A friend of mine has Alpine components in his Renault and they sound bright and brash, as do the JBLs in the back of his car. I run Macroms (similar to Dynaudio) in my E46 and they sound fantastic, but expensive.
It all comes down to this. If you are going to run them off the HU you need something efficient like Infinity Ref. If you are amping up it is worth spending money on better components. JLLPHAN lists what are some good selections for BMWs.
I really like my CDT Audio's but they are a flat sounding speaker; if you like B&W home speakers then you'd like these. When combined with my Infinity Basslink the car system sounds remarkably close to my living room setup (Arcam & PSB Stratus).
I just took a look at the Dynaudio 340 three way component setup. I've heard a lot of people say that a two way component is plenty but I don't like the idea of have a 3" hole in my door that isn't doing anything or having the main driver way down in the kick panel... it just seems as though it's not accoustically the best place to put it if the midrange isn't used.
The problem is the 340's (and most of the other 3-way systems I've found) have 6.5" or larger main drivers. I have a 94 325i, will those actually fit into that model car? what is everyone elses thought on the 3-way systems? I've never heard an after market stereo in the bmw's so I don't really know what to expect...

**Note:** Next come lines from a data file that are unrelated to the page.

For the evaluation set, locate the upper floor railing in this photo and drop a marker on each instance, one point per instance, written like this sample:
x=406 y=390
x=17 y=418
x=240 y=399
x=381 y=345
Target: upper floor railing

The point of putting the mid-bass in the foot well is that it gives you better imaging. Putting the 3" in the door will then pretty much destroy that imaging. The best E30/E36 I have heard (I think they both use 5.25") was using a 2 way 5.25 component system in the front, nothing in the back, and a single 12" sub in the trunk. A very simple system. It went loud enough but that was not the point. The sound quality was in a different league to most. Simple and sttraight forward.
hmm... interesting. I'd figure that, being obscured by your feet as well as being way down to the floor, have the woofer down on the floor and then just a tweeter up high would distort the imaging more than anything else and having the 3" in the door would correct the middle freqeqncy distortion gained by putting the bass driver in the footwell.
And I couldn't care less about SPL, I want the most perfect soundstage I can find. I'm a sound engineer by trade and quality is my biggest concern, not too mention turning it up would just ruin my ears anyway. I'd like to be able to hear it before I do anything... but oh well. I guess the next question then is what have people done with the 3" hole in the door if it's no longer used for a speaker?
Dave, I too have similar interests although I am not a sound engineer, SQ is all that matters to me. Firstly, you will not get any serious bass out of the front. The best thing to do is use an amp with a high pass filter at say 100-120hz to prevent any bass going to them at all. This will allow those speakers to perform best at the frequencies they are designed for. As you know the majority of imaging and soundstage is produced by the tweeter. A good set of components will have a comprehensive crossover which should ensure a smooth transition to the high frequencies. The position of the tweeters is the critical thing. I use double sided tape to hold my tweeters in place so that they can easily be moved in order to find the best position. I often find that bouncing the sound off the windscreen can produce the best image but if the tweeter is too clost it can take on a sort of horn loading characteristic. Trial and error is the only way though.
As I said above forget the rear speakers and install a sub crossed over below 100hz. This will fill in the low end. This will make it a three way system with clarity and detail at the top end and real punch at the bottom, a bit along the lines of a JBL 4311 or something.
As for the 3" hole, can you not just leave the old speaker in it but disconnect it?